Im Winter beginnt für mich die Vorbereitung auf die kommende Radsportsaison. In der Saison 2019 steht die Qualifikation für die Paralympics in Tokio nächstes Jahr im Fokus. Das Qualifikationssystem ist recht kompliziert, es können Punkte und Startplätze für die Nation gesammelt werden und es gibt keine personifizierten Startplätze. Das Ziel ist es, viele gute Rennen mit möglichst guter Platzierung zu fahren. Vor allem bei den Weltcups und bei der Weltmeisterschaft möchte ich möglichst bestvorbereitet am Start stehen. Die Weltmeisterschaft ist dann auch eines der Schlüsselqualifikationsevents. Die Paracycling-WM Strasse findet dieses Jahr Mitte September in Emmen (Niederlande) statt. Davor gibt es schon diverse Weltcups und auch einige Europacups.
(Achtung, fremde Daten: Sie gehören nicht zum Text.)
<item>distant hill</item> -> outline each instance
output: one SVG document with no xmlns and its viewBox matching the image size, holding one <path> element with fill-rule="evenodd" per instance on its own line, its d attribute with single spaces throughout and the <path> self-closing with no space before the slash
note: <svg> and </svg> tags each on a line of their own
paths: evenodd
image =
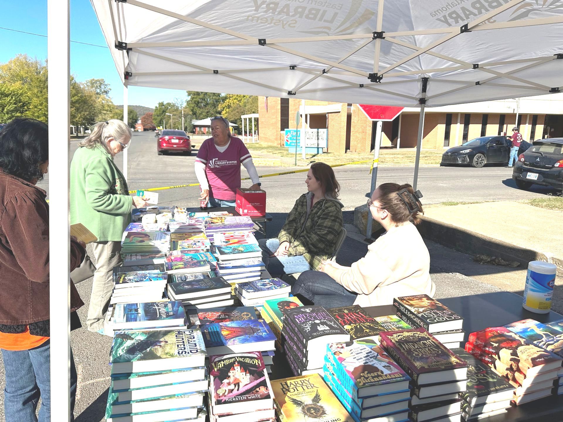
<svg viewBox="0 0 563 422">
<path fill-rule="evenodd" d="M 137 112 L 137 115 L 139 116 L 139 119 L 145 115 L 145 113 L 148 113 L 149 111 L 150 111 L 151 113 L 154 113 L 154 109 L 151 109 L 150 107 L 134 105 L 130 105 L 129 106 Z M 123 108 L 123 105 L 122 104 L 121 105 L 116 106 L 116 107 L 120 107 L 121 108 Z"/>
</svg>

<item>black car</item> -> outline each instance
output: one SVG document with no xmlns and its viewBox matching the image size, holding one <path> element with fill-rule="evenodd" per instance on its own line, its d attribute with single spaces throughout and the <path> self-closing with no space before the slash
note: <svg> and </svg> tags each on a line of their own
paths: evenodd
<svg viewBox="0 0 563 422">
<path fill-rule="evenodd" d="M 446 151 L 442 155 L 440 165 L 471 164 L 481 168 L 486 163 L 508 164 L 512 145 L 512 141 L 506 136 L 475 138 Z"/>
<path fill-rule="evenodd" d="M 563 190 L 563 138 L 534 141 L 518 157 L 512 178 L 520 189 L 541 185 Z"/>
</svg>

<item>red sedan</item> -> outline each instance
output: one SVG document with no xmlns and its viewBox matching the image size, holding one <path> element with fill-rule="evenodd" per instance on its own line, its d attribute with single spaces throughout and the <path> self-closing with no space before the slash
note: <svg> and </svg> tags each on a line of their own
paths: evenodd
<svg viewBox="0 0 563 422">
<path fill-rule="evenodd" d="M 187 152 L 191 155 L 191 142 L 190 137 L 184 131 L 165 129 L 158 137 L 157 141 L 157 151 L 159 155 L 164 151 L 172 151 L 178 152 Z"/>
</svg>

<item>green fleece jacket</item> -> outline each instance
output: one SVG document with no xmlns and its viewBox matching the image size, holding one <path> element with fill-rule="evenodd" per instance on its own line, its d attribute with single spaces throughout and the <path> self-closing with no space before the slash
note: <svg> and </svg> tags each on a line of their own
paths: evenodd
<svg viewBox="0 0 563 422">
<path fill-rule="evenodd" d="M 102 147 L 81 147 L 70 163 L 70 224 L 82 223 L 98 241 L 120 241 L 133 200 L 125 178 Z"/>
<path fill-rule="evenodd" d="M 338 199 L 323 197 L 311 207 L 312 194 L 296 201 L 282 227 L 278 240 L 289 243 L 288 256 L 302 255 L 313 270 L 334 252 L 342 228 L 342 207 Z M 309 210 L 307 217 L 307 211 Z"/>
</svg>

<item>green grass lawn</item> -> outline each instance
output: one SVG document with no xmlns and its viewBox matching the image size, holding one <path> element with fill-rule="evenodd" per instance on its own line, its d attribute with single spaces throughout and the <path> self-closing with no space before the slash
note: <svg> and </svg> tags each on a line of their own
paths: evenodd
<svg viewBox="0 0 563 422">
<path fill-rule="evenodd" d="M 557 211 L 563 211 L 563 197 L 549 196 L 545 198 L 534 198 L 523 201 L 524 204 L 529 205 L 538 206 L 540 208 L 555 209 Z"/>
<path fill-rule="evenodd" d="M 292 164 L 294 161 L 295 154 L 288 152 L 287 148 L 260 143 L 248 143 L 247 146 L 251 153 L 257 157 L 282 159 L 285 164 Z M 413 149 L 397 150 L 382 149 L 379 150 L 380 164 L 386 164 L 403 165 L 414 165 L 416 152 Z M 354 152 L 336 154 L 325 152 L 321 154 L 306 154 L 306 159 L 301 159 L 301 154 L 297 152 L 297 164 L 305 165 L 311 161 L 321 161 L 327 164 L 339 164 L 355 161 L 367 161 L 364 165 L 370 165 L 373 159 L 373 152 Z M 421 164 L 439 164 L 442 151 L 423 150 L 421 151 Z"/>
</svg>

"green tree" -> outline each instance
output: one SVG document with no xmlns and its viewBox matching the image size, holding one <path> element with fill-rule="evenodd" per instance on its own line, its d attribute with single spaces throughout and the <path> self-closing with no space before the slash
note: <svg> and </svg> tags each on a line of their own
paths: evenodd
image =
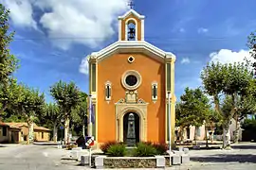
<svg viewBox="0 0 256 170">
<path fill-rule="evenodd" d="M 10 76 L 18 68 L 18 60 L 9 49 L 14 35 L 14 32 L 9 33 L 9 11 L 0 4 L 0 116 L 12 102 L 6 96 L 9 94 L 9 86 L 13 83 Z"/>
<path fill-rule="evenodd" d="M 17 83 L 14 78 L 9 78 L 6 86 L 0 85 L 0 116 L 9 112 L 15 113 L 15 107 L 22 98 L 22 86 Z"/>
<path fill-rule="evenodd" d="M 249 87 L 251 75 L 242 63 L 208 63 L 201 73 L 206 92 L 213 96 L 215 110 L 221 116 L 223 127 L 223 147 L 230 146 L 229 123 L 237 110 L 237 98 Z M 220 108 L 220 95 L 230 97 L 231 110 L 223 111 Z"/>
<path fill-rule="evenodd" d="M 56 103 L 46 104 L 43 117 L 46 125 L 53 128 L 53 141 L 56 143 L 58 140 L 58 126 L 61 124 L 62 119 L 59 106 Z"/>
<path fill-rule="evenodd" d="M 194 126 L 198 128 L 204 124 L 205 117 L 210 109 L 208 97 L 199 89 L 185 89 L 185 94 L 180 96 L 181 102 L 176 109 L 176 122 L 181 128 Z M 194 130 L 194 141 L 196 144 L 197 133 Z"/>
<path fill-rule="evenodd" d="M 218 126 L 218 122 L 220 121 L 219 114 L 215 111 L 215 110 L 212 110 L 211 108 L 206 111 L 205 114 L 205 139 L 206 139 L 206 147 L 209 147 L 208 143 L 208 133 L 209 129 L 210 132 L 210 139 L 211 143 L 213 142 L 213 132 L 216 128 L 216 126 Z"/>
<path fill-rule="evenodd" d="M 69 142 L 69 121 L 71 111 L 80 102 L 80 90 L 75 83 L 59 81 L 50 87 L 50 94 L 60 107 L 64 119 L 64 141 Z"/>
<path fill-rule="evenodd" d="M 18 112 L 21 113 L 28 126 L 28 141 L 33 141 L 33 127 L 37 116 L 44 113 L 45 94 L 38 90 L 22 86 L 22 99 L 17 105 Z"/>
<path fill-rule="evenodd" d="M 248 36 L 247 40 L 247 46 L 250 49 L 250 57 L 254 60 L 256 60 L 256 31 L 251 32 L 250 35 Z M 250 60 L 247 60 L 247 62 L 249 62 Z M 256 70 L 256 62 L 249 63 L 252 64 L 254 70 Z"/>
<path fill-rule="evenodd" d="M 73 117 L 76 117 L 76 122 L 82 127 L 82 134 L 85 137 L 85 123 L 87 120 L 87 94 L 80 93 L 80 102 L 78 106 L 73 110 Z M 74 118 L 73 118 L 74 120 Z"/>
</svg>

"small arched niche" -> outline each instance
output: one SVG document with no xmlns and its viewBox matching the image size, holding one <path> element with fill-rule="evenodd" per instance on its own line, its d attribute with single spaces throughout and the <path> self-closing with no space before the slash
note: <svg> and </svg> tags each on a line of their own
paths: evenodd
<svg viewBox="0 0 256 170">
<path fill-rule="evenodd" d="M 137 41 L 137 22 L 136 19 L 131 18 L 126 21 L 126 40 Z"/>
</svg>

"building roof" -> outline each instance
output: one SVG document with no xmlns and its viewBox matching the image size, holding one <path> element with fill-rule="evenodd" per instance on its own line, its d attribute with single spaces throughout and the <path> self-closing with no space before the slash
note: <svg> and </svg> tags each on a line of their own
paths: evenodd
<svg viewBox="0 0 256 170">
<path fill-rule="evenodd" d="M 0 127 L 9 127 L 9 125 L 7 125 L 7 124 L 4 123 L 4 122 L 0 122 Z"/>
<path fill-rule="evenodd" d="M 95 59 L 97 60 L 101 60 L 117 52 L 131 52 L 131 49 L 132 52 L 150 53 L 151 57 L 155 56 L 160 59 L 171 59 L 174 60 L 176 59 L 173 53 L 165 52 L 145 41 L 119 41 L 99 52 L 93 52 L 88 60 Z"/>
<path fill-rule="evenodd" d="M 27 128 L 28 127 L 27 123 L 25 123 L 25 122 L 19 122 L 19 123 L 11 122 L 11 123 L 5 123 L 5 125 L 8 125 L 11 128 L 21 128 L 22 127 L 27 127 Z M 50 131 L 50 129 L 46 128 L 44 127 L 38 127 L 36 124 L 34 124 L 34 129 Z"/>
<path fill-rule="evenodd" d="M 119 16 L 119 19 L 124 19 L 126 18 L 127 16 L 129 16 L 130 14 L 134 14 L 135 16 L 137 16 L 137 18 L 139 19 L 144 19 L 145 16 L 144 15 L 140 15 L 139 13 L 137 13 L 136 10 L 134 9 L 130 9 L 128 10 L 126 13 L 124 13 L 122 16 Z"/>
</svg>

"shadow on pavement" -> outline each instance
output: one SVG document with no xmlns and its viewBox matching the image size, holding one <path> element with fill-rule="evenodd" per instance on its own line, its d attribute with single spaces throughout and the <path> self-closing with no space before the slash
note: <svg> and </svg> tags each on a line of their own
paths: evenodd
<svg viewBox="0 0 256 170">
<path fill-rule="evenodd" d="M 233 149 L 256 149 L 256 145 L 231 145 Z"/>
<path fill-rule="evenodd" d="M 192 157 L 192 162 L 250 162 L 256 163 L 256 155 L 245 154 L 245 155 L 211 155 L 206 157 Z"/>
<path fill-rule="evenodd" d="M 35 145 L 58 145 L 57 143 L 33 143 Z"/>
</svg>

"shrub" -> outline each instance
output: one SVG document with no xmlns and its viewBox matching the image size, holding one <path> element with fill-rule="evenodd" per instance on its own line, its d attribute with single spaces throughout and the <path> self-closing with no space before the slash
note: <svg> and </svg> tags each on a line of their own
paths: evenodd
<svg viewBox="0 0 256 170">
<path fill-rule="evenodd" d="M 156 149 L 157 155 L 164 155 L 168 150 L 168 144 L 165 143 L 154 143 L 153 147 Z"/>
<path fill-rule="evenodd" d="M 134 149 L 133 155 L 136 157 L 152 157 L 156 155 L 156 149 L 152 144 L 138 143 L 137 148 Z"/>
<path fill-rule="evenodd" d="M 126 154 L 126 147 L 124 144 L 116 144 L 110 145 L 107 149 L 107 155 L 111 157 L 123 157 Z"/>
<path fill-rule="evenodd" d="M 101 144 L 101 145 L 100 146 L 100 148 L 101 148 L 101 150 L 104 154 L 106 154 L 108 148 L 109 148 L 111 145 L 114 145 L 114 144 L 118 144 L 118 143 L 115 142 L 115 141 L 110 141 L 110 142 L 107 142 L 107 143 Z"/>
<path fill-rule="evenodd" d="M 83 136 L 81 136 L 77 139 L 76 144 L 78 144 L 79 147 L 82 147 L 82 149 L 86 148 L 85 145 L 85 139 Z"/>
<path fill-rule="evenodd" d="M 142 142 L 142 144 L 147 144 L 147 145 L 153 145 L 153 142 Z"/>
</svg>

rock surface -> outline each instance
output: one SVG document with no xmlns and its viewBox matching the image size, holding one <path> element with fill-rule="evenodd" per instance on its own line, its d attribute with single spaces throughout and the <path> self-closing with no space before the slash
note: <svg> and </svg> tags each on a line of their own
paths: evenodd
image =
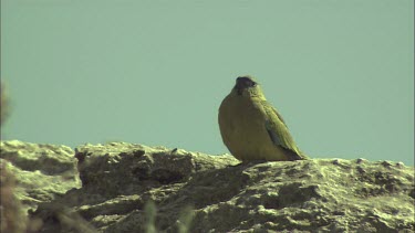
<svg viewBox="0 0 415 233">
<path fill-rule="evenodd" d="M 24 211 L 81 187 L 74 153 L 66 146 L 0 142 L 1 167 L 14 174 L 14 194 Z"/>
<path fill-rule="evenodd" d="M 414 168 L 400 162 L 239 163 L 123 142 L 75 151 L 82 188 L 39 205 L 42 232 L 415 231 Z"/>
</svg>

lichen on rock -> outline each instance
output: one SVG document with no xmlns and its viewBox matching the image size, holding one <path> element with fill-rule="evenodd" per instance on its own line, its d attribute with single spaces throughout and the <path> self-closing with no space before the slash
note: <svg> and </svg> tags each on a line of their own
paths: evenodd
<svg viewBox="0 0 415 233">
<path fill-rule="evenodd" d="M 43 221 L 42 232 L 414 232 L 415 227 L 414 167 L 400 162 L 240 163 L 229 155 L 124 142 L 84 145 L 74 157 L 82 186 L 40 203 L 31 218 Z"/>
</svg>

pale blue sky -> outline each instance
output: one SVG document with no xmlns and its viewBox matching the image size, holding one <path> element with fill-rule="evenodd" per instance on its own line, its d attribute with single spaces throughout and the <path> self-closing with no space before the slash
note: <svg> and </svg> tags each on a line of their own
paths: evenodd
<svg viewBox="0 0 415 233">
<path fill-rule="evenodd" d="M 318 158 L 414 163 L 413 0 L 2 0 L 3 139 L 211 155 L 238 75 Z"/>
</svg>

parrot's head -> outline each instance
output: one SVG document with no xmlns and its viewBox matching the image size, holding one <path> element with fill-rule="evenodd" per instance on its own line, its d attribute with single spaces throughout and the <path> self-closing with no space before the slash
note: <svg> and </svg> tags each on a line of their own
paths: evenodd
<svg viewBox="0 0 415 233">
<path fill-rule="evenodd" d="M 259 87 L 258 82 L 249 75 L 237 77 L 234 92 L 237 95 L 246 97 L 263 96 L 261 87 Z"/>
</svg>

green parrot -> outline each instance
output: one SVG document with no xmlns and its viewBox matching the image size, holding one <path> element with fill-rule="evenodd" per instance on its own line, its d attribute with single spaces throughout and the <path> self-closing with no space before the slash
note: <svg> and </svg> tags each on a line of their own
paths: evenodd
<svg viewBox="0 0 415 233">
<path fill-rule="evenodd" d="M 219 107 L 224 144 L 241 161 L 308 159 L 277 109 L 251 76 L 240 76 Z"/>
</svg>

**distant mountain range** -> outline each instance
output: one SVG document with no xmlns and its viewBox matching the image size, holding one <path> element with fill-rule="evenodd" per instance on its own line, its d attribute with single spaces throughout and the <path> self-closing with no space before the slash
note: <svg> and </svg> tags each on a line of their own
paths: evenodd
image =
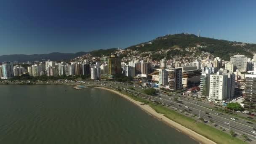
<svg viewBox="0 0 256 144">
<path fill-rule="evenodd" d="M 40 61 L 43 59 L 45 60 L 50 59 L 53 61 L 69 60 L 71 59 L 76 58 L 87 53 L 87 52 L 81 51 L 75 53 L 52 53 L 48 54 L 11 54 L 3 55 L 0 56 L 0 61 Z"/>
<path fill-rule="evenodd" d="M 170 51 L 167 53 L 166 55 L 157 56 L 155 54 L 155 56 L 153 54 L 152 56 L 153 57 L 156 56 L 157 59 L 158 59 L 163 57 L 171 58 L 175 55 L 180 55 L 182 56 L 184 54 L 188 53 L 187 51 L 185 51 L 186 48 L 196 47 L 197 45 L 200 45 L 202 47 L 197 48 L 194 53 L 196 52 L 200 54 L 202 51 L 208 52 L 215 56 L 220 57 L 225 60 L 229 60 L 231 55 L 237 53 L 243 54 L 249 57 L 252 57 L 253 54 L 256 52 L 255 44 L 217 40 L 184 33 L 168 35 L 158 37 L 153 40 L 133 45 L 125 49 L 136 50 L 139 51 L 139 53 L 145 51 L 157 52 L 160 50 L 173 49 L 172 51 Z M 183 50 L 174 49 L 176 48 L 182 48 Z M 90 53 L 93 56 L 101 56 L 110 55 L 116 49 L 112 48 L 99 49 L 90 52 L 80 52 L 75 53 L 52 53 L 49 54 L 30 55 L 3 55 L 0 56 L 0 61 L 33 61 L 42 59 L 50 59 L 53 61 L 69 60 L 88 53 Z"/>
</svg>

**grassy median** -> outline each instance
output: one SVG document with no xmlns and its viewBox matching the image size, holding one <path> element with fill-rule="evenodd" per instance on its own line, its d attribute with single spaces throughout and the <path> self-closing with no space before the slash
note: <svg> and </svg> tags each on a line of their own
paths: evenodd
<svg viewBox="0 0 256 144">
<path fill-rule="evenodd" d="M 133 96 L 125 92 L 121 92 L 136 101 L 148 102 L 148 104 L 157 112 L 164 114 L 168 118 L 187 128 L 218 144 L 241 144 L 243 141 L 237 138 L 233 138 L 229 134 L 213 128 L 201 122 L 197 122 L 195 119 L 187 117 L 174 110 L 168 109 L 161 105 L 155 104 L 142 98 Z"/>
</svg>

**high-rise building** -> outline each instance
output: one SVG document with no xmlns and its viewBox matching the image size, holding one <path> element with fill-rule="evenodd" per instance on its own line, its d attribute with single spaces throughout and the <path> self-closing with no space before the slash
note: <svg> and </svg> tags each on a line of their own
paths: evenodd
<svg viewBox="0 0 256 144">
<path fill-rule="evenodd" d="M 75 75 L 81 75 L 83 73 L 82 65 L 80 64 L 75 64 Z"/>
<path fill-rule="evenodd" d="M 210 89 L 210 75 L 211 70 L 208 69 L 202 72 L 200 78 L 200 96 L 205 97 L 209 96 Z"/>
<path fill-rule="evenodd" d="M 0 78 L 3 77 L 3 68 L 2 66 L 0 66 Z"/>
<path fill-rule="evenodd" d="M 234 72 L 235 71 L 234 64 L 231 62 L 225 64 L 225 69 L 228 70 L 230 72 Z"/>
<path fill-rule="evenodd" d="M 129 65 L 125 66 L 125 76 L 128 77 L 133 77 L 135 76 L 135 68 Z"/>
<path fill-rule="evenodd" d="M 40 72 L 42 71 L 41 67 L 37 64 L 32 65 L 32 76 L 33 77 L 40 76 Z"/>
<path fill-rule="evenodd" d="M 234 97 L 235 75 L 222 70 L 211 74 L 210 78 L 209 97 L 211 100 L 221 101 Z"/>
<path fill-rule="evenodd" d="M 59 64 L 58 69 L 59 75 L 61 76 L 62 75 L 66 75 L 65 66 L 63 64 Z"/>
<path fill-rule="evenodd" d="M 32 76 L 32 67 L 27 67 L 27 72 L 30 76 Z"/>
<path fill-rule="evenodd" d="M 256 69 L 253 73 L 245 75 L 244 107 L 256 109 Z"/>
<path fill-rule="evenodd" d="M 234 64 L 237 70 L 241 72 L 246 72 L 247 56 L 240 54 L 234 55 L 230 57 L 230 62 Z"/>
<path fill-rule="evenodd" d="M 217 68 L 217 70 L 219 70 L 222 67 L 222 60 L 219 57 L 217 57 L 214 59 L 213 62 L 213 66 Z"/>
<path fill-rule="evenodd" d="M 116 54 L 111 54 L 108 59 L 108 74 L 116 75 L 122 74 L 121 59 Z"/>
<path fill-rule="evenodd" d="M 15 76 L 23 74 L 25 72 L 25 68 L 21 66 L 16 65 L 13 66 L 13 74 Z"/>
<path fill-rule="evenodd" d="M 142 60 L 141 61 L 141 74 L 147 75 L 149 74 L 149 64 L 147 62 L 144 62 Z"/>
<path fill-rule="evenodd" d="M 107 65 L 102 65 L 100 66 L 100 68 L 101 68 L 101 74 L 102 75 L 108 74 L 109 69 L 109 67 Z"/>
<path fill-rule="evenodd" d="M 89 64 L 83 64 L 82 65 L 83 75 L 89 75 L 91 73 L 91 68 Z"/>
<path fill-rule="evenodd" d="M 168 85 L 168 71 L 165 69 L 159 69 L 159 85 L 163 86 Z"/>
<path fill-rule="evenodd" d="M 3 77 L 1 78 L 2 79 L 11 78 L 14 76 L 13 66 L 12 64 L 4 64 L 2 65 L 2 69 Z"/>
<path fill-rule="evenodd" d="M 167 69 L 169 76 L 169 89 L 176 91 L 182 88 L 182 69 L 171 68 Z"/>
<path fill-rule="evenodd" d="M 91 78 L 93 80 L 98 80 L 101 78 L 101 69 L 100 68 L 94 67 L 91 68 Z"/>
<path fill-rule="evenodd" d="M 166 68 L 166 60 L 163 59 L 160 61 L 160 69 L 165 69 Z"/>
<path fill-rule="evenodd" d="M 201 64 L 202 64 L 202 61 L 199 59 L 197 59 L 195 61 L 193 62 L 192 66 L 193 67 L 197 67 L 197 68 L 198 69 L 201 69 Z"/>
</svg>

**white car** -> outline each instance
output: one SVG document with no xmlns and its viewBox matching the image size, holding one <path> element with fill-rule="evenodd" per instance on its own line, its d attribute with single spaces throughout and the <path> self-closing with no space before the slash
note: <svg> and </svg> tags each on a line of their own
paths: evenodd
<svg viewBox="0 0 256 144">
<path fill-rule="evenodd" d="M 227 125 L 229 125 L 229 123 L 228 122 L 224 122 L 224 123 L 225 123 L 225 124 L 226 124 Z"/>
</svg>

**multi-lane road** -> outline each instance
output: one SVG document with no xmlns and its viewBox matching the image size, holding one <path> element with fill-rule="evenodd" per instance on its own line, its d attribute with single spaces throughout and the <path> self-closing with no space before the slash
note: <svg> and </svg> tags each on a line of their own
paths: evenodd
<svg viewBox="0 0 256 144">
<path fill-rule="evenodd" d="M 152 100 L 163 103 L 170 106 L 170 107 L 179 109 L 179 110 L 186 111 L 185 112 L 189 113 L 190 116 L 195 115 L 197 118 L 203 117 L 205 120 L 208 122 L 212 120 L 213 121 L 212 125 L 216 124 L 218 125 L 218 127 L 221 127 L 227 130 L 232 129 L 239 135 L 245 134 L 250 139 L 253 141 L 253 143 L 256 143 L 256 134 L 251 132 L 253 131 L 253 128 L 256 129 L 256 123 L 252 122 L 253 124 L 250 124 L 247 123 L 248 121 L 246 120 L 236 117 L 224 113 L 212 110 L 211 109 L 208 108 L 210 107 L 209 106 L 211 106 L 209 104 L 188 99 L 184 98 L 183 96 L 178 94 L 168 96 L 160 92 L 157 93 L 157 95 L 149 96 L 142 93 L 143 88 L 144 88 L 138 86 L 133 87 L 131 85 L 127 85 L 119 83 L 103 83 L 99 81 L 90 82 L 90 83 L 87 82 L 86 84 L 97 84 L 98 85 L 110 85 L 113 88 L 125 88 L 125 90 L 134 93 L 139 93 L 145 97 L 150 97 Z M 131 87 L 133 87 L 134 89 L 129 89 Z M 179 98 L 178 99 L 179 101 L 174 99 L 177 97 Z M 203 106 L 205 105 L 205 107 Z M 189 113 L 188 112 L 189 112 Z M 236 118 L 237 119 L 234 120 L 231 119 L 232 118 Z"/>
</svg>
Die Vorbereitung auf die Saison startet immer im November auch mit regelmässigem Krafttraining und je nach Wetterlage auch auf der Rolle. Zudem habe ich für Abendradfahrten jetzt auch einen Helm mit Beleuchtung, um noch besser sichtbar zu sein, wenn ich abends bzw. nach Einbruch der Dunkelheit noch trainiere. Mit zusätzlicher Sichtbarkeit fühle ich mich doch nochmals sicherer, wird man als Radfahrer doch leider oft übersehen. Auch in der Aufbauphase wurde ich, wie fast jedes Jahr im Winter, auch dieses Jahr vom Antidopingkontrolleur besucht. Vermutlich wird er auch diese Saison wieder ein paar Mal vor der Türe stehen. Die Saisonvorbereitung startet dann so richtig intensiv im Februar mit einem Trainingslager auf Gran Canaria und anschliessend folgen weitere Trainingslager auf Mallorca. Anschliessend kommen die ersten Aufbaurennen, bevor dann im Mai schon die ersten zwei Weltcups anstehen. Dort gilt es dann, die Trainingslager und Trainings umzusetzen. Im Sommer kommen dann wieder die bewährten Höhentrainingslager zur speziellen Vorbereitung auf die Weltmeisterschaft. Dieses Jahr werde ich auch mein 10-jähriges Paracycling Jubiläum haben. 2009 startete ich erstmals bei  einem Paracyclingrennen, davor hatte ich schon einige Jahre Amateurrennen und zahlreiche Radmarthons bestritten. Der Saisonablauf mit Trainingslager und Rennen ist in den letzten Jahren doch relativ ähnlich und ich versuche, mein Programm abzuspulen. Wenn ich die Trainings so durchziehen kann, wie in den letzten Jahren, weiss ich, dass ich im Sommer wieder eine gute Form haben werde. Aber das schöne am Sport ist ja, man weiss nie wie es kommen wird - aber ich werde sicher mein Bestes geben.